Ese fenómeno mundial en el caso venezolano es extremadamente crítico, estamos hablando de una cifra aproximada de 8 millones de personas, lo que significa el 30% de la población que tenía el país, que durante el siglo XX absorbió migración inicialmente europea y posteriormente latinoamericana, hasta que nos alcanzó la tragedia de la ruina nacional originada en el proyecto chavista, ruina que se incrementó con la llegada de Maduro al poder y la quiebra producida por el agotamiento de los recursos petroleros, el dolo y la mala administración.
Inicialmente la imagen del migrante venezolano era el piso cinético de Carlos Cruz-Diez, emblema del aeropuerto de Maiquetía. No pasó mucho tiempo antes de que sectores más desposeídos, afectados por la falta de servicios básicos, empleo, salud y educación y de expectativas de mejoría, masivamente se vieran forzados a probar suerte en otras latitudes. Los primeros destinos fueron territorios más cercanos de Latinoamérica y el Caribe, pero las condiciones para el ingreso y la permanencia de venezolanos en la región se endurecieron, el rechazo xenofóbico se incrementó y las oportunidades disminuyeron.
A partir de 2022 aumentó el paso por el infierno del Darién y el número de venezolanos que intentan cruzar la frontera desde México hacia Estados Unidos llegó a ser mayor que el de guatemaltecos y hondureños. También el gobierno de Biden se vio políticamente forzado a restringir la entrada de venezolanos sin permiso a través de la frontera.
No hay noticia de tragedias de migrantes en la que no aparezca un venezolano, menores solos, mujeres explotadas sexualmente, muertos en extrañas circunstancias. El más sonado recientemente fue el del secuestro de 32 migrantes en México, de los cuales 26 eran venezolanos que finalmente fueron rescatados, sin que el gobierno venezolano se diera ni siquiera por enterado del sufrimiento de sus nacionales.
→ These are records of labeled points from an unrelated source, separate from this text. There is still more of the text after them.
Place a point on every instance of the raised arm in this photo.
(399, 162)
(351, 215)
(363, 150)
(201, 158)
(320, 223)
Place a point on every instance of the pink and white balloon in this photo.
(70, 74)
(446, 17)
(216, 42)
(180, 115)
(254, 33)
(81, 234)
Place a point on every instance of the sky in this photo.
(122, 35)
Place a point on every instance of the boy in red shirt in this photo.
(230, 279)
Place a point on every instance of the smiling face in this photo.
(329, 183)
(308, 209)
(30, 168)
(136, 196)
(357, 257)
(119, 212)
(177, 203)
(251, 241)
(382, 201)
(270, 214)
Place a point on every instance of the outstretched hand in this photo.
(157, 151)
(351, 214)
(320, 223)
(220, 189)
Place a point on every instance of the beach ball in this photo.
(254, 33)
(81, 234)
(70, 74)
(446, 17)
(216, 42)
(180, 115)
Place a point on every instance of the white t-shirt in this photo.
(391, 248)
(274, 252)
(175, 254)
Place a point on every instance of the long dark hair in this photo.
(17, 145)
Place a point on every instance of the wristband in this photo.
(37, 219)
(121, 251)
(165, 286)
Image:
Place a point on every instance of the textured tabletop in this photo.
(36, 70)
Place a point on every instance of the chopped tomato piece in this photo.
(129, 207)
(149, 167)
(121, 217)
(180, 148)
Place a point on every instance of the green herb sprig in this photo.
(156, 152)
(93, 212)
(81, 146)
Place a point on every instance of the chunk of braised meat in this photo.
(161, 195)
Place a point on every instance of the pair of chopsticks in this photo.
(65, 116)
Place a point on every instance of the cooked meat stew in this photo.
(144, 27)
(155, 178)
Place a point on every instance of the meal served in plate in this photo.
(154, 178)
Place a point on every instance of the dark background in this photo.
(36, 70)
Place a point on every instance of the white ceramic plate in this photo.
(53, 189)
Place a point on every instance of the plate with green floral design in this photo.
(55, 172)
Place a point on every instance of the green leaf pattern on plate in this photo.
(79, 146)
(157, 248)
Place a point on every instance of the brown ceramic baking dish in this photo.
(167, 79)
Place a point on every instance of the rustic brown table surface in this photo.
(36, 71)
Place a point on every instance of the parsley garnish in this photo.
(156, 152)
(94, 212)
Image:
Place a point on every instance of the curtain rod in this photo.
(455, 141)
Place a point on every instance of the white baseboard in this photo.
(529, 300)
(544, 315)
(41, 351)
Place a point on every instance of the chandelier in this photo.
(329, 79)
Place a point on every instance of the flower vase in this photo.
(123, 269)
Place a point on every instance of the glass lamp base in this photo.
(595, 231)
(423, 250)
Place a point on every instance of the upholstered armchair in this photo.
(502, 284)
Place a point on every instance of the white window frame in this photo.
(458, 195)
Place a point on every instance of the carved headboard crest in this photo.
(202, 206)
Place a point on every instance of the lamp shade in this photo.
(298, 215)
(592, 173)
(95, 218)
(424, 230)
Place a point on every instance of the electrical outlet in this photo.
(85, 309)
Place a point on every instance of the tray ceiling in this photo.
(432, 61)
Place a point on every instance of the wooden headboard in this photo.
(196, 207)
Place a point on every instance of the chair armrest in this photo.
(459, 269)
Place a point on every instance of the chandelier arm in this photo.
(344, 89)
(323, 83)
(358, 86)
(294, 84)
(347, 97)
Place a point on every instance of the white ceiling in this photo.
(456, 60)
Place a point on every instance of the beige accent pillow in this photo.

Pero así como la despedida de un año produce nostalgia, la llegada de uno nuevo engendra esperanzas, que en esta ocasión tiene asidero porque el 2024 es el año en el cual tenemos la posibilidad de lograr un cambio en Venezuela. Es un camino empedrado y difícil pero posible. Muchas son las especulaciones acerca de la disposición o indisposición del gobierno para permitir una contienda electoral aceptable, mientras esto se dirime, está en manos de la oposición empujar unidos para lograrlo, entendiendo que todas las fuerzas políticas de oposición verdadera apoyarán a María Corina Machado o a quien la sustituya en caso de que la mantengan inhabilitada y que el que resulte como candidato tendrá la apertura suficiente para negociar y para incorporar a los distintos factores opositores.
Sin duda la reunificación familiar, el regreso al país de exiliados políticos y de migrantes, debe ser uno de los principales propósitos de un cambio político, lo que obliga a priorizar la creación de un clima de libertad política y de oportunidades económicas que haga atractiva la vuelta a la patria.